Its sharp teeth clicking together threateningly, the beast grunted, “What are you talking about?”
“Zhongma Fortress. The atrocities inside.”
The expression on the beast’s face shifted as it loomed over the soldier. “Atrocities? I thought it was a prison. What atrocities have taken place there?”
Yoshida dared to look up at the monster, tears in his eyes. “Surely you know. Those we have kidnapped and murdered. The horrors done to them. That is why you’ve come. Vengeance.”
The beast’s chapped lip curled exposing a fang in the hellish orange glow. “Kidnapped. Murdered.” It grabbed Yoshida by the wrist and yanked him up. Yoshida screamed in pain, his arm jerked out of its socket. “What have you done to Jee Hae?”
“I don’t know any Jee Hae-”
“You kidnapped her.”
“We have kidnapped many girls.”
“For what?” When Yoshida proved hesitant, the beast shook him unmercifully wrenching the dislocated arm. “For what?”
“Experiments!” Yoshida cried pitifully.
The beast dropped Yoshida. “Jee Hae,” it murmured once again. Sorrow softened its lurid features making the beast’s disfigured face partially recognizable as the boy it once belonged to. Li Chen choked on bitter sobs. What little hope he had held for his love was lost at the confession of this pathetic man.

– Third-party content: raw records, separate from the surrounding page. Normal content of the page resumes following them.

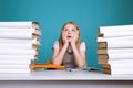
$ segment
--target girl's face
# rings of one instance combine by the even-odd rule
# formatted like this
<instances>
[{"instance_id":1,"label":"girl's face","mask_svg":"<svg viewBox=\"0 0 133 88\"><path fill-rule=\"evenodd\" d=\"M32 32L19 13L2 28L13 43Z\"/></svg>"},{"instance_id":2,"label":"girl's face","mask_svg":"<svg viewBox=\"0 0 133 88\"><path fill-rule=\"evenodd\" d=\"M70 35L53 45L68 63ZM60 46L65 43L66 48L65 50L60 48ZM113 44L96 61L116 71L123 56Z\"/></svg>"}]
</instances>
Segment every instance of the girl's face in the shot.
<instances>
[{"instance_id":1,"label":"girl's face","mask_svg":"<svg viewBox=\"0 0 133 88\"><path fill-rule=\"evenodd\" d=\"M64 35L68 42L71 42L72 37L79 35L79 30L73 24L66 24L62 30L62 35Z\"/></svg>"}]
</instances>

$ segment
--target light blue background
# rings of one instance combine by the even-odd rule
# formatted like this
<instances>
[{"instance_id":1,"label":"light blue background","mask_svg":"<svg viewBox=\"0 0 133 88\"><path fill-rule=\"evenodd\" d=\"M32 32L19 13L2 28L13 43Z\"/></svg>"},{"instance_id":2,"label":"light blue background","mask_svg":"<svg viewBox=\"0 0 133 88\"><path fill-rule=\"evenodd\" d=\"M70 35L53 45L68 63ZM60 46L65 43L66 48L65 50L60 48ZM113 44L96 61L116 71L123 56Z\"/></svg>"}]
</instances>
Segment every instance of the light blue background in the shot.
<instances>
[{"instance_id":1,"label":"light blue background","mask_svg":"<svg viewBox=\"0 0 133 88\"><path fill-rule=\"evenodd\" d=\"M133 24L133 0L0 0L0 21L38 21L42 29L37 63L52 57L52 45L62 25L74 21L86 42L86 59L100 67L96 56L98 28Z\"/></svg>"}]
</instances>

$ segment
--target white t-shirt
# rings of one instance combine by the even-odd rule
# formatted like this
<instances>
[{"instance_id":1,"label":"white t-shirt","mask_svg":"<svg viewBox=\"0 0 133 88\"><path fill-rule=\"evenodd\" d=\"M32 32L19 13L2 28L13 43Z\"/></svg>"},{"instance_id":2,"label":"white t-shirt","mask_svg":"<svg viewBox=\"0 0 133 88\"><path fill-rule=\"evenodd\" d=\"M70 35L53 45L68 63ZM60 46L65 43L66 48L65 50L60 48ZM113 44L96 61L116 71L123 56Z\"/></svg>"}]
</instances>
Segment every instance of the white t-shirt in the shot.
<instances>
[{"instance_id":1,"label":"white t-shirt","mask_svg":"<svg viewBox=\"0 0 133 88\"><path fill-rule=\"evenodd\" d=\"M53 48L59 50L60 45L59 45L59 41L55 41L53 44ZM80 51L86 51L86 45L85 42L82 42L80 47ZM76 67L75 63L74 63L74 58L73 58L73 52L72 52L72 47L69 46L68 53L65 54L64 58L63 58L63 63L62 63L66 68L74 68Z\"/></svg>"}]
</instances>

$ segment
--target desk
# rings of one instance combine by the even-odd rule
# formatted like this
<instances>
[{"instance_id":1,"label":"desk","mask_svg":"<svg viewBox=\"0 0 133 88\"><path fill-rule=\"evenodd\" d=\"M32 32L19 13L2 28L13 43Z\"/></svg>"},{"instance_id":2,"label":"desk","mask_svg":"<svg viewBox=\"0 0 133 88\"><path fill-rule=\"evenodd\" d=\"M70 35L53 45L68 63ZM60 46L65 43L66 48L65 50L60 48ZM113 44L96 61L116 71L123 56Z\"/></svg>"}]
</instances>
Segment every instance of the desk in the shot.
<instances>
[{"instance_id":1,"label":"desk","mask_svg":"<svg viewBox=\"0 0 133 88\"><path fill-rule=\"evenodd\" d=\"M133 75L106 75L98 70L35 70L0 74L0 88L133 88Z\"/></svg>"}]
</instances>

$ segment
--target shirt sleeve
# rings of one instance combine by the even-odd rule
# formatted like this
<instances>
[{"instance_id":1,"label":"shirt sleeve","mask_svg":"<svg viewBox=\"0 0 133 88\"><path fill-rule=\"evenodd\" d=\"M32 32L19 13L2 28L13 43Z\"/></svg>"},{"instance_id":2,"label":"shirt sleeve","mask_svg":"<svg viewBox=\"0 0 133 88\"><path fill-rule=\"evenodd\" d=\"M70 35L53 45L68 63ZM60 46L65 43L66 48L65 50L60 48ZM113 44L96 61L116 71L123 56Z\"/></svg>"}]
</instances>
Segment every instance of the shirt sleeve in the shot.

“I’m sorry,” Yoshida offered, once more groveling at Li Chen’s feet; the smoke of the inferno pouring in upon them.
The grief that overcame Li Chen soon heated into anger. Seething horribly, he reverted to the feral thing that he had become. “Sorry?” he growled. “What right have you to be sorry?” He brought his foot down crushing Yoshida’s head, the man’s body jerking in its last throes. Li Chen ground the man’s skull beneath his heel as he spun toward Zhongma Fortress and passed through the blazing holocaust.